Sur mon cou, sans armure et sans haine, mon cou
Que ma main plus lègère et grave qu'une veuve
Effleure sous mon col, sans que ton coeur s'émeuve
Laisse tes dents poser leur sourire de loup.
Ô viens mon beau soleil, ô viens ma nuit d'Espagne
Arrive dans mes yeux qui seront morts demain.
Arrive, ouvre ma porte, apporte-moi ta main.
Mène-moi loin d'ici battre notre campagne.
Le ciel peut s'éveiller, les étoiles fleurir
Ni les fleurs soupirer, et des prés, l'herbe noire
Accueillir la rosée où le matin va boire
Le clocher peut sonner, moi, seul, je vais mourir.

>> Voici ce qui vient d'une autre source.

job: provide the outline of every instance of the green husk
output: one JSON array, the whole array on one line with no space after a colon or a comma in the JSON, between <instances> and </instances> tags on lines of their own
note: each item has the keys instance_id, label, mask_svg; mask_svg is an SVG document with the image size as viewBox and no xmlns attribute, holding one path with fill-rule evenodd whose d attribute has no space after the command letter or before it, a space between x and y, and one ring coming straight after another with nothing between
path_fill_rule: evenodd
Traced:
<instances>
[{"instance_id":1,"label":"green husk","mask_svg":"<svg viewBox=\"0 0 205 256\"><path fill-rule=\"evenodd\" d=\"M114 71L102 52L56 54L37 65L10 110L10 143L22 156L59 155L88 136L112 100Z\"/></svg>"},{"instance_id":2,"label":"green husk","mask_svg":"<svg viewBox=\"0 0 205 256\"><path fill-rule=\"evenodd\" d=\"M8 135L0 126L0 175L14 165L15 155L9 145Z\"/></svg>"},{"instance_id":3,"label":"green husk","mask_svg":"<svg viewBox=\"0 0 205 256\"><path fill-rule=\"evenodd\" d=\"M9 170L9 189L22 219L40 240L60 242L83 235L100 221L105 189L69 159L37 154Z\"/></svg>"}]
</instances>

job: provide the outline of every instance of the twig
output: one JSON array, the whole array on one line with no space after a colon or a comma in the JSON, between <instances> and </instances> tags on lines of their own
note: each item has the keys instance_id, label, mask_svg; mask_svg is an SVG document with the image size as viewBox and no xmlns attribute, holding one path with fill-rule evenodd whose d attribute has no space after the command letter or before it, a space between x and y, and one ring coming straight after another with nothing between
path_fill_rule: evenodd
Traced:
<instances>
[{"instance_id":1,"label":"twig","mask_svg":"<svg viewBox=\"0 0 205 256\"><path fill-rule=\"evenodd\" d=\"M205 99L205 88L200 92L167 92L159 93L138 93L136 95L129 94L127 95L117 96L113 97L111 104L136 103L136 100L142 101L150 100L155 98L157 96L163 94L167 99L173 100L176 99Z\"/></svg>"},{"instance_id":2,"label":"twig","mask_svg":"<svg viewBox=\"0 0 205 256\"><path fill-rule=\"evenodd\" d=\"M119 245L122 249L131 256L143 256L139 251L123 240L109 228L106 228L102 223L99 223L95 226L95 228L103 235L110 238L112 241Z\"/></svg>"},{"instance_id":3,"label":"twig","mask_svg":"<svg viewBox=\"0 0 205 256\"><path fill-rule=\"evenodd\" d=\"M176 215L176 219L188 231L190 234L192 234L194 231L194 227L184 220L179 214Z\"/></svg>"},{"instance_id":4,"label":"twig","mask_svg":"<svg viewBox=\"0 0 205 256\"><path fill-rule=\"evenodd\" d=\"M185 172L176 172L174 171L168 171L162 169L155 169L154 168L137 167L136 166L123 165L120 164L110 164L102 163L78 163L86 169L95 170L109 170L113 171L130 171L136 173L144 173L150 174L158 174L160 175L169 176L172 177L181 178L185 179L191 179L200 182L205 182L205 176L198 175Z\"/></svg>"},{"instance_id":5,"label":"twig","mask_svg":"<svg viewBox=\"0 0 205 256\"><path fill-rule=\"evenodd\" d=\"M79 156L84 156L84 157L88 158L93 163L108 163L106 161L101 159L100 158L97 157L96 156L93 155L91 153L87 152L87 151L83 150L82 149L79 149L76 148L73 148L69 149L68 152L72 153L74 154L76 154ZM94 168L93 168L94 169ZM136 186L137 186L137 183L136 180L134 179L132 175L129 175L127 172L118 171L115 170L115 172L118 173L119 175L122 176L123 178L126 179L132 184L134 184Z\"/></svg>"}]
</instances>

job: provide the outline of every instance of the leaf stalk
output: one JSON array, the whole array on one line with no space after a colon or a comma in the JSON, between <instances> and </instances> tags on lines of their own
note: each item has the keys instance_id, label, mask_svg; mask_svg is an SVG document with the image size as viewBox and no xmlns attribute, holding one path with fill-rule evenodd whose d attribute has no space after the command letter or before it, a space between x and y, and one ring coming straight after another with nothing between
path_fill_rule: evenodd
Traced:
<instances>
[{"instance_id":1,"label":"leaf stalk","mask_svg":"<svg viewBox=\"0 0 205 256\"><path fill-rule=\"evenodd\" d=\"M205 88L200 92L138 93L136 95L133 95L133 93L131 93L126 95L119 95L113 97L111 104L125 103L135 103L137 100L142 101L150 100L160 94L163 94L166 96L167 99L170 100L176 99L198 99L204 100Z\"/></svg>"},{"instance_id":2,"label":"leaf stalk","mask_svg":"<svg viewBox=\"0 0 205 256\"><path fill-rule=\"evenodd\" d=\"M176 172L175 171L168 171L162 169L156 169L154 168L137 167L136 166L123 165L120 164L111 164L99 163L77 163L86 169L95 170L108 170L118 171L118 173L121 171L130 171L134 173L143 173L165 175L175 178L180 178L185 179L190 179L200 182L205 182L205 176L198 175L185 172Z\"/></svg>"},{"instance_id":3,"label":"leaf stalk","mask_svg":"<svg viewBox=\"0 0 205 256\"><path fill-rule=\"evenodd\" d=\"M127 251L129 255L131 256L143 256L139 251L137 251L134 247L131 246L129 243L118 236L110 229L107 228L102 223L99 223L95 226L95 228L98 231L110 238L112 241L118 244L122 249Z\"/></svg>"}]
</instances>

Ô viens mon ciel de rose, ô ma corbeille blonde!
Visite dans sa nuit ton condamné à mort.
Arrache-toi la chair, tue, escalade, mords
Mais viens! Pose ta joue contre ma tête ronde.
Nous n'avions pas fini de nous parler d'amour.
Nous n'avions pas fini de fumer nos gitanes.
On peut se demander pourquoi les Cours condamnent
Un assassin si beau qu'il fait pâlir le jour.
Amour, viens sur ma bouche! Amour, ouvre tes portes!
Traverse les couloirs, descends, marche léger.
Vole dans l'escalier, plus souple qu'un berger
Plus soutenu dans l'air qu'un vol de feuilles mortes.
Cours, traverse les murs, s'il le faut, marche au bord
Des toits, des océans, couvre-toi de lumière.
Use de la menace, use de la prière
Mais viens, ô ma frégate, une heure avant ma mort.